Some mark making tools work well, and some not so well. You might have your favorites, as I have mine. I use marks to define things in my paintings. I like that I can mix and match different tools to create effects that I really enjoy. Here are some of my favorites.

1. Drewent Inktense watercolor pencils

    I like to dip them in water and get some big drops onto the paper that I then drag the pencil through. Because the pigments are so intense, the lines jump off the paper. I can also go back with a brush and add more water to “bleed” out the line to soften it.

    2. Caran D’ Ache Neocolor II watercolor crayons. 

    These come in so many colors you won’t be able to choose, so just get a box of them. These are soft pastel-like crayons that glide on the paper or canvas like butter.  I dip these in water and make my marks to add a bit of texture and a new color to supplement my pallet. I have use a brush to move the color around more, but sometimes leave the line that I first made.

    3. Stabilo All Aquarellable pencils.

     These can be used on paper, glass, plastic and metal. They are permanent after they dry. Again I dip them in water and draw away. You can also use them like watercolor pencils and draw first, then go in with a brush and water to blend. 

    4. Lyra Graphite Stick.

     Is a thick pencil, so the lines are bold and wide. Draw lightly and have a nice gray broad lines that you can see the paper through. Draw heavy and hard and get an opaque line that can be smeared with your finger or add some water to soften the edges. The effects are amazing.

    5. Bamboo pen and some water-soluble ink.

     This is a lot of fun to play with. The pens come in different sizes and originally used for brush painting and Asian calligraphy. But the lines you can achieve are wonderful and if you drag a wet brush along a line you can bleed the ink and soften its edges.

    6. Micron Pens are permanent pens.

     Come in different sizes and some in colors. These pens are what I like to use for my meditative art.

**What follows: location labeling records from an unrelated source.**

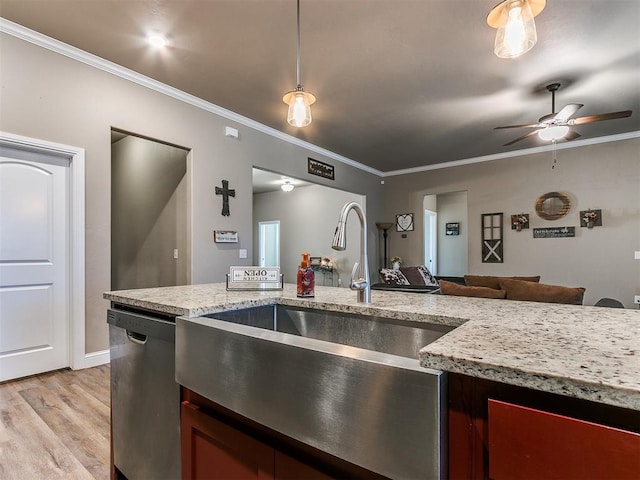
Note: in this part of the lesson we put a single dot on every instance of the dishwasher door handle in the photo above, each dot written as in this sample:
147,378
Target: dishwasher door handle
136,337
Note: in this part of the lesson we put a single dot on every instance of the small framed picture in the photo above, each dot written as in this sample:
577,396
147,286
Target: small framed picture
404,222
452,229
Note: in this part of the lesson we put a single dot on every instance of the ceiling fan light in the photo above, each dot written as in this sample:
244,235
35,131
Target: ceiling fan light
299,101
516,33
554,132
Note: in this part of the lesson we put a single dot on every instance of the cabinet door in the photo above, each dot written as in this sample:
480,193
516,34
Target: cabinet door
531,444
212,449
288,468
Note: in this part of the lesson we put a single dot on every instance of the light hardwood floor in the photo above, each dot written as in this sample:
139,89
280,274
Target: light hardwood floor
55,426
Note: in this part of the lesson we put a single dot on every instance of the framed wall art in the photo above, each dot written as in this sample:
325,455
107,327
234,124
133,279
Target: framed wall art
404,222
492,246
452,229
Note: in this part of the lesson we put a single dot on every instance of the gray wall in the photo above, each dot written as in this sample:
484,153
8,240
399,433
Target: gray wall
148,214
602,176
308,218
49,96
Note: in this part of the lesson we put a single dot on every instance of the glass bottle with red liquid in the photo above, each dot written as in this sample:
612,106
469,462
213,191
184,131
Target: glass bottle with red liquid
306,281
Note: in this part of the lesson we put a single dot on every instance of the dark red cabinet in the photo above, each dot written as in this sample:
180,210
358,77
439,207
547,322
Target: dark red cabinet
217,444
499,431
214,450
526,443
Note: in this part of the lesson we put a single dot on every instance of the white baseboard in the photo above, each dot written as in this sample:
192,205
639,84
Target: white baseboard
93,359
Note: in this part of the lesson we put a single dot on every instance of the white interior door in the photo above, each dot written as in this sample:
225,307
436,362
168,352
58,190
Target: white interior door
34,299
269,243
431,241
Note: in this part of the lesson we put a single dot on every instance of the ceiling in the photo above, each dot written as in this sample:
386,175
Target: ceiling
400,84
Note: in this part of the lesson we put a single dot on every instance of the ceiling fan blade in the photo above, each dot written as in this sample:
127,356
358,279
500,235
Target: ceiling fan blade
599,117
521,138
531,125
567,111
571,135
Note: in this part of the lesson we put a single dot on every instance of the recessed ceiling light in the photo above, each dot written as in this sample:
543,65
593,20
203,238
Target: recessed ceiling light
157,40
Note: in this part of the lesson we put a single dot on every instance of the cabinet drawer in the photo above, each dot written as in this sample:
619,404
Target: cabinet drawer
531,444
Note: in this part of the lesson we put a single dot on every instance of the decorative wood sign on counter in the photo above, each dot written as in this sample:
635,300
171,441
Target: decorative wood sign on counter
554,232
254,278
320,169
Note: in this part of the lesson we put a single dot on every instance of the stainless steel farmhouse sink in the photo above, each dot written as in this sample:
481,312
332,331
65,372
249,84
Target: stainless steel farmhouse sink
346,384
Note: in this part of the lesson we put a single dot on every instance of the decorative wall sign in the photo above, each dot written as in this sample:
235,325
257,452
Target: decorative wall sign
591,218
225,236
492,241
226,193
320,169
520,221
452,229
404,222
554,232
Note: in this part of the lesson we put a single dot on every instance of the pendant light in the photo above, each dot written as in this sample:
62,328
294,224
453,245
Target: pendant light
287,186
516,28
299,101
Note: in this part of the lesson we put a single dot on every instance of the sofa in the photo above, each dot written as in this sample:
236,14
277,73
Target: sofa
526,288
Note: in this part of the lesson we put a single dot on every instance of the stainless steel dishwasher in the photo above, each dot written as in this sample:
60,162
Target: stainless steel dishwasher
145,398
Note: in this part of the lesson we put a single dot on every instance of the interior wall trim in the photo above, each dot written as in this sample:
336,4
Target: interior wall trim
37,38
94,359
516,153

Because they are permanent, I can draw first and then go over the drawing with watercolor, and the lines stay. However, I mostly use them over the watercolor.

    7. Prismacolor NuPastels

    Beautiful range of colors and so soft and chalky. I just got a few colors, and they are exciting. I’m still playing with them. 

    I’m not an affiliate of any of these companies. I’m just an enthusiastic customer.

    This is not the end-all be-all of mark making, these are just my favorites. I hope you give them a try. 

    Let me know if you use any of these or have some favorites that are different than mine. I’d love to try new art supplies.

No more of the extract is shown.